Il botta e risposta a Dritto e rovescio
Nel corso dell’ultima puntata di Dritto e rovescio, il tema della sicurezza è diventato terreno di uno scontro frontale tra Galeazzo Bignami e Brando Benifei. Ospiti del programma condotto da Paolo Del Debbio su Rete 4, i due esponenti politici hanno discusso del nuovo pacchetto di misure contro la criminalità promosso dal governo guidato da Giorgia Meloni.
Bignami ha ricordato come, in occasione dei precedenti interventi normativi, le opposizioni avessero parlato di “torsione securitaria” e di “militarizzazione delle città”. Da qui la domanda rivolta direttamente al Pd: se oggi la linea è cambiata, il nuovo decreto sicurezza verrà votato oppure no?
Le domande sul decreto e l’attacco al Pd
Il capogruppo di Fratelli d’Italia ha incalzato l’europarlamentare dem chiedendo risposte nette su singoli punti del provvedimento: inasprimento delle pene, aumento delle sanzioni, maggiori poteri alle forze dell’ordine, rafforzamento delle cosiddette “zone rosse” e apertura di nuovi Centri di permanenza per i rimpatri. Una sequenza di domande chiuse, formulate per ottenere un sì o un no.
Secondo Bignami, l’assenza di una risposta chiara dimostrerebbe l’ambiguità del Partito democratico sul tema della sicurezza e la difficoltà, a suo dire, di sostenere misure che puntano a un approccio più rigoroso nella lotta alla criminalità.
L’intervento di Giuseppe Cruciani
Nel dibattito è intervenuto anche Giuseppe Cruciani, voce storica de La Zanzara, ospite fisso della trasmissione.
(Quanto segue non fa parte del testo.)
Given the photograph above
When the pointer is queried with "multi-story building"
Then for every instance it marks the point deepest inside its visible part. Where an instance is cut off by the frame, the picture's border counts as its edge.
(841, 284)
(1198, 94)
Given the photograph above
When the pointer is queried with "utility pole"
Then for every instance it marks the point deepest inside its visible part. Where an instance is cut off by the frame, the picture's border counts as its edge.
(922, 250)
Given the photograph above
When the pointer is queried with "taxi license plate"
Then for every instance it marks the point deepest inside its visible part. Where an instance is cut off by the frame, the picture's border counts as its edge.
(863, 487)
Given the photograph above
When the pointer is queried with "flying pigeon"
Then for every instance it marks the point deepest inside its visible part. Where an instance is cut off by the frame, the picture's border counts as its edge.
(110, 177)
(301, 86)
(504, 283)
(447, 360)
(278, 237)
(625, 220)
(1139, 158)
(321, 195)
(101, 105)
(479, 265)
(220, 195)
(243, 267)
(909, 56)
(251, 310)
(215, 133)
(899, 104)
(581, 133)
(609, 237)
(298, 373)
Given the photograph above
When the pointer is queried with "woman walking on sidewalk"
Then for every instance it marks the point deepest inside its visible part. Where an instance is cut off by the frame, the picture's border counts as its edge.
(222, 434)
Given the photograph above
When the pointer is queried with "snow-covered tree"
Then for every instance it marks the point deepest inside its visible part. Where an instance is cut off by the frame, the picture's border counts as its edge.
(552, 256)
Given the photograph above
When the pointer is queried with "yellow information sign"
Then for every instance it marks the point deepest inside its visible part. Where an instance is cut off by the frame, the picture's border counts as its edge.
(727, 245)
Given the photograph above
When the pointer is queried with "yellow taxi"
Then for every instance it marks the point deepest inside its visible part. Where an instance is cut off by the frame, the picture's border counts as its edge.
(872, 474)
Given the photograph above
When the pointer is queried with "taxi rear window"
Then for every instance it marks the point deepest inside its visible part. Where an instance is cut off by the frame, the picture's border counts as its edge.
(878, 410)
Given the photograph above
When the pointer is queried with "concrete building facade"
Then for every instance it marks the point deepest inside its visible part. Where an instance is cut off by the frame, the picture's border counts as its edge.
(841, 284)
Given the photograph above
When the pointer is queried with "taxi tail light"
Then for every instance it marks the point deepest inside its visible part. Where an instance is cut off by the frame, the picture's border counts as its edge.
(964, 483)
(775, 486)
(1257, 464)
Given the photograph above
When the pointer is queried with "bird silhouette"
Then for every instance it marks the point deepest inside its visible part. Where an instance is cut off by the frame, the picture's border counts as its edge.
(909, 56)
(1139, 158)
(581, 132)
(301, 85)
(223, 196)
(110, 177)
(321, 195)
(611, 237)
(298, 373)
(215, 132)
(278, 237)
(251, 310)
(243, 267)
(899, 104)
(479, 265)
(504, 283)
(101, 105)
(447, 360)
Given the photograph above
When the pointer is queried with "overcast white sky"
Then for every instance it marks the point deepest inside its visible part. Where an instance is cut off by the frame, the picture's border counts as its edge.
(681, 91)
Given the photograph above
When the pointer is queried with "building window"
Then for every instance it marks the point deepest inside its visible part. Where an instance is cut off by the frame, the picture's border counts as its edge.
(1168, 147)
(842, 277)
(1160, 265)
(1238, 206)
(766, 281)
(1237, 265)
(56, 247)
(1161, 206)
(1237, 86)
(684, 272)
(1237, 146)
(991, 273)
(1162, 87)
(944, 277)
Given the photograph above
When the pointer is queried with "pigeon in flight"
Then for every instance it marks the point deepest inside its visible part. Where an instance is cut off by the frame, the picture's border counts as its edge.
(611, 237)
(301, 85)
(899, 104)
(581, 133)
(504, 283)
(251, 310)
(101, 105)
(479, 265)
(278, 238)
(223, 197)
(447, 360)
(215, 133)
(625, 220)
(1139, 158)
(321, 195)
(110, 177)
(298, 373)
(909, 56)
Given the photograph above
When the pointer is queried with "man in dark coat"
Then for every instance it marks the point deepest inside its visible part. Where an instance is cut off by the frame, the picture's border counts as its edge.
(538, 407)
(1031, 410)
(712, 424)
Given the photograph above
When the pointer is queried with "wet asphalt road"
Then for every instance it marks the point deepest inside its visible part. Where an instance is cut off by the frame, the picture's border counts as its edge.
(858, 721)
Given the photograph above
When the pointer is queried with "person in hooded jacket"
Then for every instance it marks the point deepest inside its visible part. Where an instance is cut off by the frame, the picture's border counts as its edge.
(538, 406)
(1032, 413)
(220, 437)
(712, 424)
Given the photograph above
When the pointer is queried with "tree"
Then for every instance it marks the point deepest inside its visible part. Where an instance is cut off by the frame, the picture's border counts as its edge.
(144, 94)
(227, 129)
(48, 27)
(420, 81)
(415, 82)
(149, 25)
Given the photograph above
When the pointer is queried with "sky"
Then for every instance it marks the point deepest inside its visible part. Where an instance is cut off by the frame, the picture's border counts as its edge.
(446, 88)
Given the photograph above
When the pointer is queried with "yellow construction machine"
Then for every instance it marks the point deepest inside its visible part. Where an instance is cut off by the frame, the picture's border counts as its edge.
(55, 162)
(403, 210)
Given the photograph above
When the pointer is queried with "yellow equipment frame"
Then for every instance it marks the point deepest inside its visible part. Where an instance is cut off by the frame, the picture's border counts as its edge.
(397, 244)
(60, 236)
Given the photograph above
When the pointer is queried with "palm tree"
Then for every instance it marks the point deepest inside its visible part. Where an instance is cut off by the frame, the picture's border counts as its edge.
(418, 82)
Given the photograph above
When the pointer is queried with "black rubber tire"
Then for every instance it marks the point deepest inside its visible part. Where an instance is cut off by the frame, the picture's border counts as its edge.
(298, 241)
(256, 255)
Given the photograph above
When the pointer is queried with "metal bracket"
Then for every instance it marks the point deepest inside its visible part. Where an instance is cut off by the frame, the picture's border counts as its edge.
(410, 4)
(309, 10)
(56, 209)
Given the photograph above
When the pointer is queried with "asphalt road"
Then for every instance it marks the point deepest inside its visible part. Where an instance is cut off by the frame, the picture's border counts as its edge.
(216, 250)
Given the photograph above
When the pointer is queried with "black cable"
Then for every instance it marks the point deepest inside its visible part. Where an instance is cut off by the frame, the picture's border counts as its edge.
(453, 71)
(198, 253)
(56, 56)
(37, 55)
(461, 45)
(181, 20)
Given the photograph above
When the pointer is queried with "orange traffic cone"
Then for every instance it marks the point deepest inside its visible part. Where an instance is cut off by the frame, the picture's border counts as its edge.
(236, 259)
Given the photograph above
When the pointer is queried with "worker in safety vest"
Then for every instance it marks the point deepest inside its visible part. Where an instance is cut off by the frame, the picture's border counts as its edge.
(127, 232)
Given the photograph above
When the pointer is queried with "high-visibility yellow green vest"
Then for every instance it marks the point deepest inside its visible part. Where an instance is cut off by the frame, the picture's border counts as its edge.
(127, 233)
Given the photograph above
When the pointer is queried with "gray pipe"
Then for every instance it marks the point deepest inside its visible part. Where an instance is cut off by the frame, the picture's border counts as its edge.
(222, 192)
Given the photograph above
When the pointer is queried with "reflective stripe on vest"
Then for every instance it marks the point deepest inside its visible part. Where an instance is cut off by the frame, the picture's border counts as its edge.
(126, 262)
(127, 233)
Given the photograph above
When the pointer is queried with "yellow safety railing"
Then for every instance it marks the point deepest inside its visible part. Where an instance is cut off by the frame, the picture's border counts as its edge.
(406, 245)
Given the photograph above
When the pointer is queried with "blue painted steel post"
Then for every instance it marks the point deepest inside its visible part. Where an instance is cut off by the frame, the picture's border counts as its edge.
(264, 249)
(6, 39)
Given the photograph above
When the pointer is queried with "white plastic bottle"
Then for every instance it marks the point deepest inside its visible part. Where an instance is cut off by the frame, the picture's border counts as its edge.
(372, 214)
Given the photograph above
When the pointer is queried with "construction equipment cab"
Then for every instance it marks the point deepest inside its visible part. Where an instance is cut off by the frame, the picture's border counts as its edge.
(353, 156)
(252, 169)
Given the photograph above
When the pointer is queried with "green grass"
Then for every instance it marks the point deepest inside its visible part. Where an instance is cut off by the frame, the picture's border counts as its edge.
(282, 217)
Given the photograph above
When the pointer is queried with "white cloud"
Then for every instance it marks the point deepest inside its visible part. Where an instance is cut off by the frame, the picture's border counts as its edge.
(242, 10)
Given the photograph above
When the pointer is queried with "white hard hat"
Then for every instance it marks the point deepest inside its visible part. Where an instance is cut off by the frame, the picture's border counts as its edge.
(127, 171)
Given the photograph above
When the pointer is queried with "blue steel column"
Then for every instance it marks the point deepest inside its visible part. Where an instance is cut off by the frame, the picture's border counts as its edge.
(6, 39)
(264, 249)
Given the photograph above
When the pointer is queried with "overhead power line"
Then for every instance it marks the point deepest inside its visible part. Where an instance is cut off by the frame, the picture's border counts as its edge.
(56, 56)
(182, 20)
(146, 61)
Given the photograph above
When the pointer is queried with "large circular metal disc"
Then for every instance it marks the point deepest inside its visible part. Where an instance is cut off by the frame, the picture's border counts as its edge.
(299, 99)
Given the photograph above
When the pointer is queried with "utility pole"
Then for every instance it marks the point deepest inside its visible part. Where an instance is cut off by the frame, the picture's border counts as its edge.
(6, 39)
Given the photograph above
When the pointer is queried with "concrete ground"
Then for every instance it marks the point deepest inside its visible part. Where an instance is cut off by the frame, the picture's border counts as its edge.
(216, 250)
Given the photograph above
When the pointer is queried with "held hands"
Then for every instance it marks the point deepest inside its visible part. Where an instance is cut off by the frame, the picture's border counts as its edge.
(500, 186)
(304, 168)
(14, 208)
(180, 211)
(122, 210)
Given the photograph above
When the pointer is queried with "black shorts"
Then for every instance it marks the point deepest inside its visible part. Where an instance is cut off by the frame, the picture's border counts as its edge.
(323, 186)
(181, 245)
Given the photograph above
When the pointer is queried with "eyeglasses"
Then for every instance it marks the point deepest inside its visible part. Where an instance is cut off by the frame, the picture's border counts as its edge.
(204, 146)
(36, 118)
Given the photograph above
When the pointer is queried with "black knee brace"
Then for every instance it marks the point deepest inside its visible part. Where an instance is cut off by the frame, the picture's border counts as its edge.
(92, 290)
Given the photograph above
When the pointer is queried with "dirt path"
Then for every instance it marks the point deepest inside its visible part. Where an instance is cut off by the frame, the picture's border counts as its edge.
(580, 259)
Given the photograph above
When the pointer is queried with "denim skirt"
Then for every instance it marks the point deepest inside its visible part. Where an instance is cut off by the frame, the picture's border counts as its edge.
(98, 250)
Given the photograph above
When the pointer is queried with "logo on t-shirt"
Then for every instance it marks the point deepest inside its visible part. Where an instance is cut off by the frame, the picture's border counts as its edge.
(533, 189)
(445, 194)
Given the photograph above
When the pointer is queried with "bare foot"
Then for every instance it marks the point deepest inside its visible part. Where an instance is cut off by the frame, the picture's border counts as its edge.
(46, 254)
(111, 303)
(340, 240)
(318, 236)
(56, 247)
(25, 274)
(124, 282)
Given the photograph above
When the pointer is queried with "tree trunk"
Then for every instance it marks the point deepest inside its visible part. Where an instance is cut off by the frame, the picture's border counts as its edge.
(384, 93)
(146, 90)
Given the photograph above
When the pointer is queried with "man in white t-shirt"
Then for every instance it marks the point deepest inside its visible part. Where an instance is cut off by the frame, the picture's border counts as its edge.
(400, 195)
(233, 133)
Cruciani ha sostenuto la necessità di misure straordinarie per situazioni straordinarie, indicando come esempio le principali stazioni ferroviarie italiane, che a suo avviso dovrebbero essere presidiate in modo continuativo da militari e forze di polizia.
Nel suo intervento ha criticato la posizione delle opposizioni, accusate di non avere credibilità sul tema della sicurezza dopo aver osteggiato espulsioni, respingimenti, accordi internazionali e sgomberi, ritenuti invece strumenti indispensabili per garantire ordine e tutela dei cittadini.